2. 機関投資家はどう見る?「中期経営計画」と将来織り込みの構造
株価が急変動した際、プロの投資家はまず何を確認するのでしょうか。インタビュワーから「暴落相場になった時、機関投資家はどういう目線で見て、どこから分析を始めるのか」という疑問が投げかけられると、泉田氏は即座に「バリュエーション(企業価値評価)」だと回答します。
バリュエーションとは、現在の株価が企業の利益や資産に対して割安か割高かを測る尺度のことで、代表的な指標にPER(株価収益率)やPBR(株価純資産倍率)があります。
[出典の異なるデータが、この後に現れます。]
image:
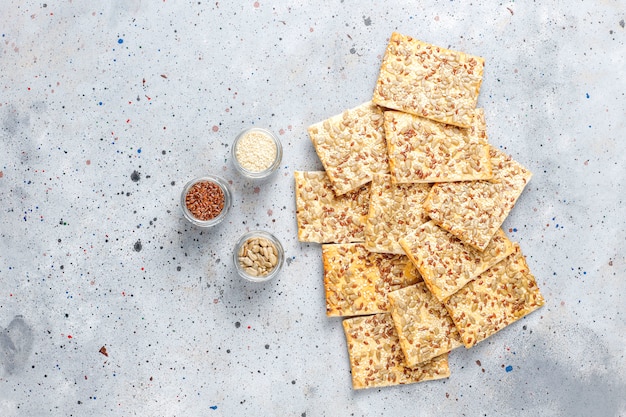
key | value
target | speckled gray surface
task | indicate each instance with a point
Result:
(108, 108)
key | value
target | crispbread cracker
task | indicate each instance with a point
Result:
(357, 282)
(473, 211)
(498, 297)
(429, 81)
(394, 209)
(447, 264)
(376, 359)
(422, 150)
(351, 146)
(424, 326)
(325, 218)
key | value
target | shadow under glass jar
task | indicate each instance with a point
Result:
(258, 256)
(205, 201)
(256, 153)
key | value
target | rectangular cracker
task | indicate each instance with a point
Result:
(351, 146)
(429, 81)
(498, 297)
(447, 264)
(376, 359)
(325, 218)
(473, 211)
(394, 210)
(357, 281)
(422, 150)
(424, 326)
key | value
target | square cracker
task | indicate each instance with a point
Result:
(394, 210)
(424, 326)
(357, 281)
(422, 150)
(429, 81)
(351, 146)
(324, 217)
(376, 359)
(498, 297)
(473, 211)
(447, 264)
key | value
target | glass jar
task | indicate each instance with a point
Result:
(201, 208)
(252, 254)
(256, 153)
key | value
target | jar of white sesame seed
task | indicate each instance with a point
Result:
(256, 153)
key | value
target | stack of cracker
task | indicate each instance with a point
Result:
(408, 213)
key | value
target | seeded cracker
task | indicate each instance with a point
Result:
(473, 211)
(447, 264)
(424, 327)
(498, 297)
(351, 146)
(325, 218)
(376, 359)
(394, 210)
(429, 81)
(422, 150)
(357, 282)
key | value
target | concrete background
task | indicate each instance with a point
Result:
(108, 108)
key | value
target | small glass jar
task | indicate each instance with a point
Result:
(256, 153)
(249, 248)
(188, 212)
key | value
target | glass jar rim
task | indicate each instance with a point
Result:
(220, 182)
(269, 170)
(279, 249)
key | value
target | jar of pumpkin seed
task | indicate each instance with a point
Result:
(258, 256)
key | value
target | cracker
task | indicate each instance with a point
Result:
(424, 327)
(394, 210)
(357, 281)
(498, 297)
(447, 264)
(351, 146)
(429, 81)
(325, 218)
(473, 211)
(422, 150)
(376, 359)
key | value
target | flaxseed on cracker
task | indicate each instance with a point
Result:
(424, 326)
(357, 281)
(394, 209)
(376, 359)
(322, 216)
(473, 211)
(429, 81)
(447, 264)
(351, 146)
(498, 297)
(423, 150)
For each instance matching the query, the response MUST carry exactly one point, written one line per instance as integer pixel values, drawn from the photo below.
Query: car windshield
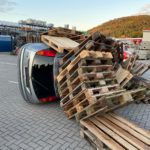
(42, 76)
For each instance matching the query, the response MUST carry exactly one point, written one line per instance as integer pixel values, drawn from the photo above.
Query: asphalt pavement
(26, 126)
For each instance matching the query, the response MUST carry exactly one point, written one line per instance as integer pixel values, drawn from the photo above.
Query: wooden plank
(94, 141)
(121, 132)
(128, 129)
(123, 76)
(59, 43)
(101, 135)
(131, 125)
(112, 134)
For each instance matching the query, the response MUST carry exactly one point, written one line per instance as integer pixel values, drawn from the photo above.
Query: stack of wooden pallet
(91, 84)
(87, 83)
(74, 35)
(87, 86)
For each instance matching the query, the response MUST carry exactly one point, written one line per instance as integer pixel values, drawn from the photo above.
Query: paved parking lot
(43, 127)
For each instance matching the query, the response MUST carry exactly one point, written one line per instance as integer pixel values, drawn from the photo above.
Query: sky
(84, 14)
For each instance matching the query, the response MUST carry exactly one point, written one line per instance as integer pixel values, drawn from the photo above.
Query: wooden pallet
(83, 54)
(70, 86)
(110, 103)
(81, 76)
(68, 57)
(59, 43)
(91, 91)
(89, 72)
(113, 132)
(89, 61)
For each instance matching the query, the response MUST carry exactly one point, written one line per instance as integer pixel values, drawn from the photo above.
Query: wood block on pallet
(59, 43)
(123, 76)
(140, 69)
(138, 94)
(130, 62)
(116, 133)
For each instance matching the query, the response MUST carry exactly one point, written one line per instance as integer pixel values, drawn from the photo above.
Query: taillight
(48, 99)
(49, 53)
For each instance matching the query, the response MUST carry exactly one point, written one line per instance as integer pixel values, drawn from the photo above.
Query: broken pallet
(114, 133)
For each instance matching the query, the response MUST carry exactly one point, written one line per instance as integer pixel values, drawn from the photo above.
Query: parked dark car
(37, 68)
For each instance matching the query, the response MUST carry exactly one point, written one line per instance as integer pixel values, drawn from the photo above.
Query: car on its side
(37, 68)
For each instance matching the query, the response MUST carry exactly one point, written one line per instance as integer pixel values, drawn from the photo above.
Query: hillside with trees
(131, 26)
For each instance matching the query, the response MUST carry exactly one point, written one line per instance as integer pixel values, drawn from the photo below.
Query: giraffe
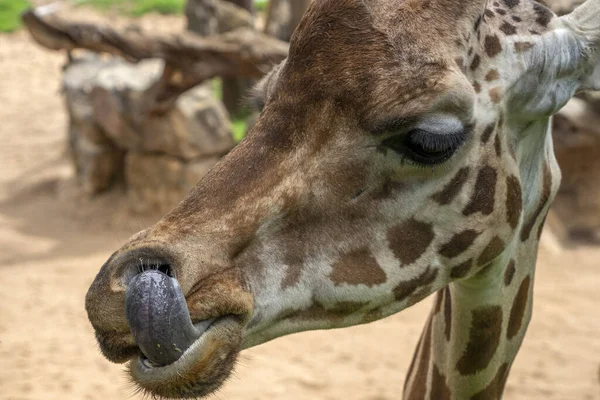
(403, 149)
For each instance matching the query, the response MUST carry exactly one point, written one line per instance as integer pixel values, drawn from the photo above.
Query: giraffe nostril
(136, 267)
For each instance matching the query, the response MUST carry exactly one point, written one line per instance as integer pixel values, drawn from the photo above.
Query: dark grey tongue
(158, 317)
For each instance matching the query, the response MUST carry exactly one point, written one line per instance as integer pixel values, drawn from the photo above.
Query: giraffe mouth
(177, 358)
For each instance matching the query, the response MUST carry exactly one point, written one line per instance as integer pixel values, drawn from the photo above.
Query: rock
(197, 127)
(105, 92)
(160, 157)
(156, 183)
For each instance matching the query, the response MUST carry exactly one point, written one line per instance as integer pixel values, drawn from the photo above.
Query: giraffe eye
(426, 148)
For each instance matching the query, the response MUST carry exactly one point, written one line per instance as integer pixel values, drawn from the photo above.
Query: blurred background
(97, 144)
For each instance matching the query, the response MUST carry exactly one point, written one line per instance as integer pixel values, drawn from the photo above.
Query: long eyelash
(437, 142)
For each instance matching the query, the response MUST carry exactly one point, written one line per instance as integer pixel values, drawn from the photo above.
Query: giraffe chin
(201, 369)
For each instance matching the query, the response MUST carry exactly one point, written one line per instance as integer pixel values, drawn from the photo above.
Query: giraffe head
(402, 145)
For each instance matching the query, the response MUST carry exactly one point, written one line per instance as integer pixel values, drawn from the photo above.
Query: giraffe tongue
(159, 318)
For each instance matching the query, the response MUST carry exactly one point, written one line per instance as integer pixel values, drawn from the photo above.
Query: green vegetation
(261, 5)
(136, 7)
(10, 10)
(10, 14)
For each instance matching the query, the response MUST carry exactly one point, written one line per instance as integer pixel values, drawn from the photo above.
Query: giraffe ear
(583, 25)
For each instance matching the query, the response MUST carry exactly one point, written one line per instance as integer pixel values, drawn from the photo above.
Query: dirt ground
(53, 241)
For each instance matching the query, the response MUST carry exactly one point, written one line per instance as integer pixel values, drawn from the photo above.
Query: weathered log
(283, 16)
(189, 59)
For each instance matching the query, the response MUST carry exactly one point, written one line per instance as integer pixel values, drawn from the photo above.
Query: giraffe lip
(201, 327)
(202, 367)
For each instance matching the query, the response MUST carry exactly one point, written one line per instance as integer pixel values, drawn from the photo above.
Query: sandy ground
(53, 241)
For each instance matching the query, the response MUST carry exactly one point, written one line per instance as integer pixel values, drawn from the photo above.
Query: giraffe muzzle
(159, 318)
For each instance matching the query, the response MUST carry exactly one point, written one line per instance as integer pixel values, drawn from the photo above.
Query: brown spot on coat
(497, 145)
(439, 387)
(410, 240)
(496, 94)
(439, 299)
(484, 192)
(521, 47)
(514, 201)
(447, 312)
(406, 288)
(452, 189)
(487, 133)
(491, 251)
(459, 243)
(544, 15)
(292, 276)
(511, 3)
(509, 273)
(475, 63)
(492, 75)
(484, 338)
(541, 227)
(517, 312)
(495, 388)
(461, 270)
(542, 203)
(492, 46)
(508, 29)
(358, 267)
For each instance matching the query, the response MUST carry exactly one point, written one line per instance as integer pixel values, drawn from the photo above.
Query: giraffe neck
(477, 324)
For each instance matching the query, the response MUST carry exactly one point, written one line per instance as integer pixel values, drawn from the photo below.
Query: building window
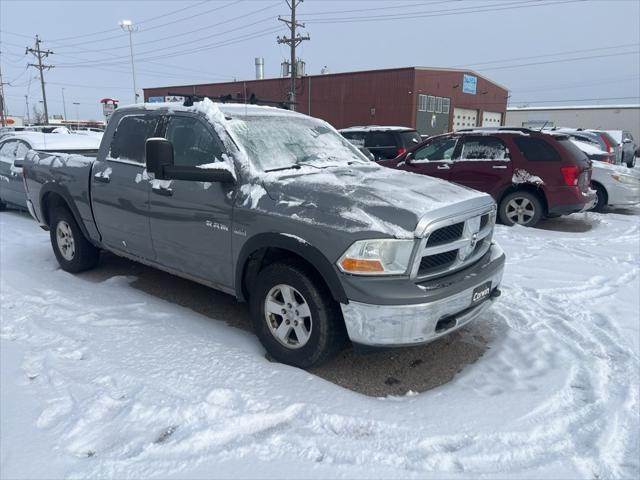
(432, 104)
(422, 103)
(439, 105)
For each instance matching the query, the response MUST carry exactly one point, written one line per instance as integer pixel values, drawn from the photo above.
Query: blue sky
(546, 52)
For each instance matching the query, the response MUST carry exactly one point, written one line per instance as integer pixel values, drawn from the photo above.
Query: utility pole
(293, 41)
(2, 102)
(64, 106)
(127, 26)
(26, 101)
(40, 54)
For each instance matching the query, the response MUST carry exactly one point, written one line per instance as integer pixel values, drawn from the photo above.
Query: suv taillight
(570, 175)
(606, 142)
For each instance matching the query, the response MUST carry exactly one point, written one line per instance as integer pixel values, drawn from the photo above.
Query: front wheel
(295, 317)
(522, 208)
(73, 251)
(601, 198)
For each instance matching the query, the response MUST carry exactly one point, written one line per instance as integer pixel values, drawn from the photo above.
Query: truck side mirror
(158, 155)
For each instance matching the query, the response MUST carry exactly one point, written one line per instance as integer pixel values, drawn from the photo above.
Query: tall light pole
(127, 26)
(64, 106)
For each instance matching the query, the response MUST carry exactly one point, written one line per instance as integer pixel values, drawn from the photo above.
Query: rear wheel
(73, 251)
(295, 317)
(601, 198)
(522, 208)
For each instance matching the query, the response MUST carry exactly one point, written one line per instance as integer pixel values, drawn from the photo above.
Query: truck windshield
(280, 142)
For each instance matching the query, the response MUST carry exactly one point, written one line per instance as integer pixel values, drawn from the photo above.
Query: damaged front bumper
(412, 324)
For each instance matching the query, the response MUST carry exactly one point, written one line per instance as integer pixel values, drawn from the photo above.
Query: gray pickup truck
(279, 210)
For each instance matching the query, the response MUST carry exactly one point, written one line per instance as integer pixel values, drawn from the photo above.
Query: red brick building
(432, 100)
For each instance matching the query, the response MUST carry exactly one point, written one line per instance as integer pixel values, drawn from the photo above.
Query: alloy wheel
(288, 316)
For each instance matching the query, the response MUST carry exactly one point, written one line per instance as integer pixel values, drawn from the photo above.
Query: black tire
(80, 254)
(601, 198)
(529, 216)
(326, 331)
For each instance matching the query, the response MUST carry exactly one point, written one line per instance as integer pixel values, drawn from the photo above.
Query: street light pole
(77, 116)
(127, 26)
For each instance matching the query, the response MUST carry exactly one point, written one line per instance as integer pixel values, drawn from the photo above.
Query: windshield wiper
(288, 167)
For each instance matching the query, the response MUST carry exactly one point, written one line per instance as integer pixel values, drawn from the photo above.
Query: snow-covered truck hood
(366, 197)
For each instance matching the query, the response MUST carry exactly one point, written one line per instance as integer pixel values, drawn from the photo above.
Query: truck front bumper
(411, 324)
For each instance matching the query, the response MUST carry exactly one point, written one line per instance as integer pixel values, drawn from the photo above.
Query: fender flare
(305, 250)
(54, 188)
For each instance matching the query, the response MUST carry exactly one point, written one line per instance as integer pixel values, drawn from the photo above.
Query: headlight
(628, 179)
(377, 257)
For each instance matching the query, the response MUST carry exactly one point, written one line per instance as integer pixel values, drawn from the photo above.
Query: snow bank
(145, 388)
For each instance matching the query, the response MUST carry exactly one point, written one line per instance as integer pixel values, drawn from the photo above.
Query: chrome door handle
(166, 192)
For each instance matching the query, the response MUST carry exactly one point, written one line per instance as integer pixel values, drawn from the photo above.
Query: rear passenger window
(536, 149)
(193, 143)
(8, 149)
(22, 150)
(356, 138)
(484, 148)
(131, 135)
(382, 139)
(437, 150)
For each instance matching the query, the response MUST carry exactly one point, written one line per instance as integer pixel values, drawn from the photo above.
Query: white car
(15, 145)
(615, 185)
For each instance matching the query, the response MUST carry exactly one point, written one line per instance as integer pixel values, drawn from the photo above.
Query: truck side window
(193, 143)
(131, 135)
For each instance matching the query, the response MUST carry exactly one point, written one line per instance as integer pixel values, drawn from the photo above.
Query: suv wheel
(523, 208)
(295, 317)
(73, 251)
(601, 198)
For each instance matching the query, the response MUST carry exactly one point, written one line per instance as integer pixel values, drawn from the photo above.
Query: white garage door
(491, 119)
(464, 118)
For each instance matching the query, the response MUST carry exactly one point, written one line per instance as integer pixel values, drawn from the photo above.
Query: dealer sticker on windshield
(481, 293)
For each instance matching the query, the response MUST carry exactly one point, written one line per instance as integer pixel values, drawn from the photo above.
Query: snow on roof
(57, 141)
(588, 148)
(573, 107)
(375, 128)
(229, 109)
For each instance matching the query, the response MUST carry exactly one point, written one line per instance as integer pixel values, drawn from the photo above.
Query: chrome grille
(452, 244)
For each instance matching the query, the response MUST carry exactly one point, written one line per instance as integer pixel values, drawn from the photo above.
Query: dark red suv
(530, 174)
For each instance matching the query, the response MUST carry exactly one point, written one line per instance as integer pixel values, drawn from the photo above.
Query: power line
(440, 13)
(566, 52)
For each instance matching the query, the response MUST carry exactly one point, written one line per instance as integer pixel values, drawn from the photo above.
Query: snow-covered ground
(100, 379)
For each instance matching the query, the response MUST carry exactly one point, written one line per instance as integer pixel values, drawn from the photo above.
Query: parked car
(383, 142)
(280, 210)
(627, 145)
(615, 185)
(530, 174)
(609, 150)
(14, 147)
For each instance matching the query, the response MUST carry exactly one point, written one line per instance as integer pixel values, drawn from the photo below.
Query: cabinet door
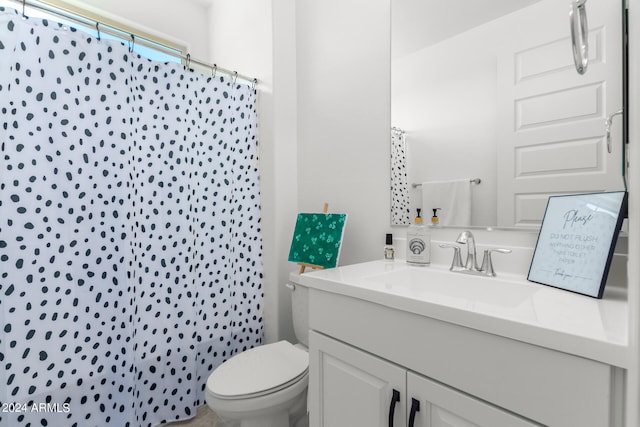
(351, 388)
(431, 404)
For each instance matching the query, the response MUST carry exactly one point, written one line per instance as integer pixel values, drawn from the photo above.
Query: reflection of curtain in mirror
(399, 186)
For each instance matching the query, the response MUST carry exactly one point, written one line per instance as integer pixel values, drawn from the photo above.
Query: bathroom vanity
(399, 345)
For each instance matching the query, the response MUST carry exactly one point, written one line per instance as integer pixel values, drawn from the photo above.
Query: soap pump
(435, 221)
(418, 242)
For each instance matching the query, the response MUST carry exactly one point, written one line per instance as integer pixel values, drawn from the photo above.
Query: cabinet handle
(415, 408)
(395, 398)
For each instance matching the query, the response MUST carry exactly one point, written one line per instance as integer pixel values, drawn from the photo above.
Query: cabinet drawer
(547, 386)
(441, 406)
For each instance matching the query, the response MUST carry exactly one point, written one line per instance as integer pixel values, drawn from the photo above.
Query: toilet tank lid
(258, 369)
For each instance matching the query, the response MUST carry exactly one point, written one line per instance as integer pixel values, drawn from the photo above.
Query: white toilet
(266, 386)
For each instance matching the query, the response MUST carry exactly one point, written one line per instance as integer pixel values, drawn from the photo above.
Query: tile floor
(204, 418)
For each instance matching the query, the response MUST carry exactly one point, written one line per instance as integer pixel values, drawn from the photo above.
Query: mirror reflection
(490, 116)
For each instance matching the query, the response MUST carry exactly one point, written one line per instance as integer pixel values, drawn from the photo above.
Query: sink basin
(430, 283)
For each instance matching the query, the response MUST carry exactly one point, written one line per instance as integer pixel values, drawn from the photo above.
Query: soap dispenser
(418, 242)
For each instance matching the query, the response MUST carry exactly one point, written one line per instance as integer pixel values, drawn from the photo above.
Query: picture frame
(577, 241)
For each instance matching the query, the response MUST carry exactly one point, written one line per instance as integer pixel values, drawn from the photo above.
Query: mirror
(487, 93)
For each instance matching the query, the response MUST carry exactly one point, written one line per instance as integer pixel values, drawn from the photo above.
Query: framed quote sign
(576, 241)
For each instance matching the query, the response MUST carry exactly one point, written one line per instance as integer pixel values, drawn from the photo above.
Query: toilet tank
(300, 311)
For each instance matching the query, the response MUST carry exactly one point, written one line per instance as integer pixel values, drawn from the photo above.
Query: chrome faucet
(471, 265)
(466, 237)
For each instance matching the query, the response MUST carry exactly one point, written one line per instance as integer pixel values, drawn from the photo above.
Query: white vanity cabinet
(467, 360)
(352, 388)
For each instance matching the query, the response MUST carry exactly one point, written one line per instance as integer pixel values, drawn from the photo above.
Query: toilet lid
(258, 370)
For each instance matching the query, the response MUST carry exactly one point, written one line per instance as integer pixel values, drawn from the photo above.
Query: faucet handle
(487, 263)
(456, 263)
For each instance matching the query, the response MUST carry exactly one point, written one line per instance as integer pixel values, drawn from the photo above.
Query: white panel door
(551, 134)
(351, 388)
(432, 404)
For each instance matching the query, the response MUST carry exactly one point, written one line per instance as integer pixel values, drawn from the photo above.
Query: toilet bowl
(266, 386)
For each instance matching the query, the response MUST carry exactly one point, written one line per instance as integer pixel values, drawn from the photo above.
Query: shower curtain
(130, 253)
(399, 185)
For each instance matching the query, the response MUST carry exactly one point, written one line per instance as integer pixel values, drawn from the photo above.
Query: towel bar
(473, 181)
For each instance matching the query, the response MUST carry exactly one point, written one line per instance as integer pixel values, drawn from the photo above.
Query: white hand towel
(452, 197)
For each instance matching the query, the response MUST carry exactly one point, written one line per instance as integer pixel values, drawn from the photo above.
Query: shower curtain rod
(113, 29)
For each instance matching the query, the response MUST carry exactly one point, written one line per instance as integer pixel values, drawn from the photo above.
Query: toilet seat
(259, 371)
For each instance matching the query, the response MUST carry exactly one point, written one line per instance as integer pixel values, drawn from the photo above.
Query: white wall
(185, 24)
(445, 98)
(343, 58)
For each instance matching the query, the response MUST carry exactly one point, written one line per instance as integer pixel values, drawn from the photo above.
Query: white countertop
(508, 305)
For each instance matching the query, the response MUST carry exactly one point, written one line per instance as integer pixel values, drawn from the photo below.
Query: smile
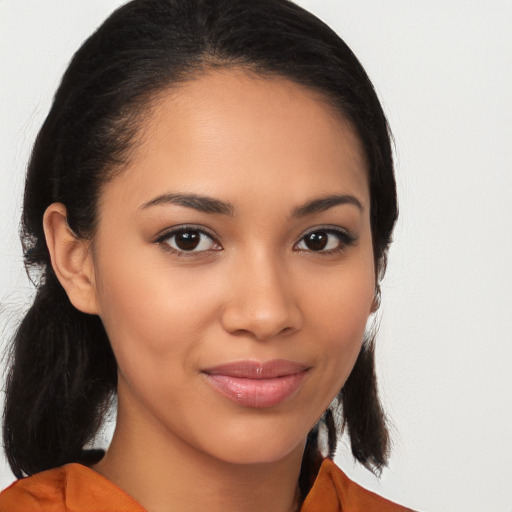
(255, 384)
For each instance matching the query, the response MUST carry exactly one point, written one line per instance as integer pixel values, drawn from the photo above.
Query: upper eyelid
(168, 232)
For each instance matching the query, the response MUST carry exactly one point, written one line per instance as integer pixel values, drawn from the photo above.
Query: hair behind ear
(59, 386)
(363, 415)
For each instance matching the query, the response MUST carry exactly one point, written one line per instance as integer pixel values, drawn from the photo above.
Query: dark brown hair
(63, 371)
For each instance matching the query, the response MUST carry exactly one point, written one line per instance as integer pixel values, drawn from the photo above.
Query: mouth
(257, 384)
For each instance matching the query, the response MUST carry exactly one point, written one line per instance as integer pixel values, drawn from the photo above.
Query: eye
(325, 240)
(186, 239)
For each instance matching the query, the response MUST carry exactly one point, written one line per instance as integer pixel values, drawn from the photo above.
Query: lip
(257, 384)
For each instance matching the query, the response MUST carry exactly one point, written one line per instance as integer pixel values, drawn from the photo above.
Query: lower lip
(257, 393)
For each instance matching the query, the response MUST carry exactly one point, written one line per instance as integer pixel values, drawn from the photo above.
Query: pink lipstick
(257, 384)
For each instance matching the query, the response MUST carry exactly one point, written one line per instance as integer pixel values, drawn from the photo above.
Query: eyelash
(345, 240)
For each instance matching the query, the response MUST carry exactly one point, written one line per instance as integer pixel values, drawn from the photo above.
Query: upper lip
(257, 369)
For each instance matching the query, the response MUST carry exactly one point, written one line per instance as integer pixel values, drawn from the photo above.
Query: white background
(443, 70)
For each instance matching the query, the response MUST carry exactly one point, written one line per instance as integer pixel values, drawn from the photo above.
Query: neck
(165, 474)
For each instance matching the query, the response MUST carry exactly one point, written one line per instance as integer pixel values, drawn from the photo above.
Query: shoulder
(334, 491)
(72, 487)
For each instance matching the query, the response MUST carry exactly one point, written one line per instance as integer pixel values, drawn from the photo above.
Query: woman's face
(233, 266)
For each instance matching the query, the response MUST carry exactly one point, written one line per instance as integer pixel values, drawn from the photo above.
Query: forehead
(228, 132)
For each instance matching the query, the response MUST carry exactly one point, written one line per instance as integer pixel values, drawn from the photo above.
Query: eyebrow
(207, 204)
(201, 203)
(324, 203)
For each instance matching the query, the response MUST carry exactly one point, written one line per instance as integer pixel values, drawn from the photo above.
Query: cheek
(151, 313)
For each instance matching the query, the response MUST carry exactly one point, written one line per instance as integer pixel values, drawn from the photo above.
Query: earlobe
(376, 300)
(71, 259)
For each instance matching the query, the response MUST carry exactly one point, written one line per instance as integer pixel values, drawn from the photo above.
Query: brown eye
(189, 240)
(316, 241)
(325, 241)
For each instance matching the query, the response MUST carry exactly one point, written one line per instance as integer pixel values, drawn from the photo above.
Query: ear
(376, 299)
(71, 259)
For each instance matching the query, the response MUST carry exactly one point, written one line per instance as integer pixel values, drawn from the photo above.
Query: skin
(256, 292)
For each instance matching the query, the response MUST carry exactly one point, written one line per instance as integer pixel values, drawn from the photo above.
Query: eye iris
(187, 240)
(316, 241)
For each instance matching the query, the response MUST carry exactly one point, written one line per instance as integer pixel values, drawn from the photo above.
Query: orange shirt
(77, 488)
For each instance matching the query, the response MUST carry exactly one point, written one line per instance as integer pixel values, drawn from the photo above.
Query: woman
(209, 203)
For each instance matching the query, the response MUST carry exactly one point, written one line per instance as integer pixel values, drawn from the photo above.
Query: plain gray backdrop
(443, 70)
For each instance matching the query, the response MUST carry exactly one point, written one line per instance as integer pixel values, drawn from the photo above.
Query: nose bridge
(262, 302)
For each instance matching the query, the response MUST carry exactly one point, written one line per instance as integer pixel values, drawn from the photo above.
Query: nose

泉田氏は、このバリュエーションを使って「将来どこまで織り込んでいるのか」を考えることが重要だと語ります。
「一番このピークの時にどれくらい織り込んでて、今は何を織り込んでるのかっていうのを考えるんですよね」
ここで鍵となるのが、企業が発表する「中期経営計画」です。フジクラは現在、2026年度から2028年度に向けた中期経営計画を提示しています。
機関投資家は、この数年先の計画に基づいて、現在の株価がどれくらいの期待を前提にしているのかを逆算します。
さらに泉田氏は、プロならではの視点として、会社が発表した計画をそのまま鵜呑みにするのではなく「今の計画が保守的だったとすると、どれくらいアップサイド(上振れ余地)があって、そのアップサイドがあった時にどれくらいのバリュエーションになるのか」を検証すると解説します。
つまり、株価が急騰していた時のフジクラは、「会社が発表している計画以上に、将来もっと稼ぐはずだ」という市場の強気な期待(将来織り込み)によって支えられていた構造があったのです。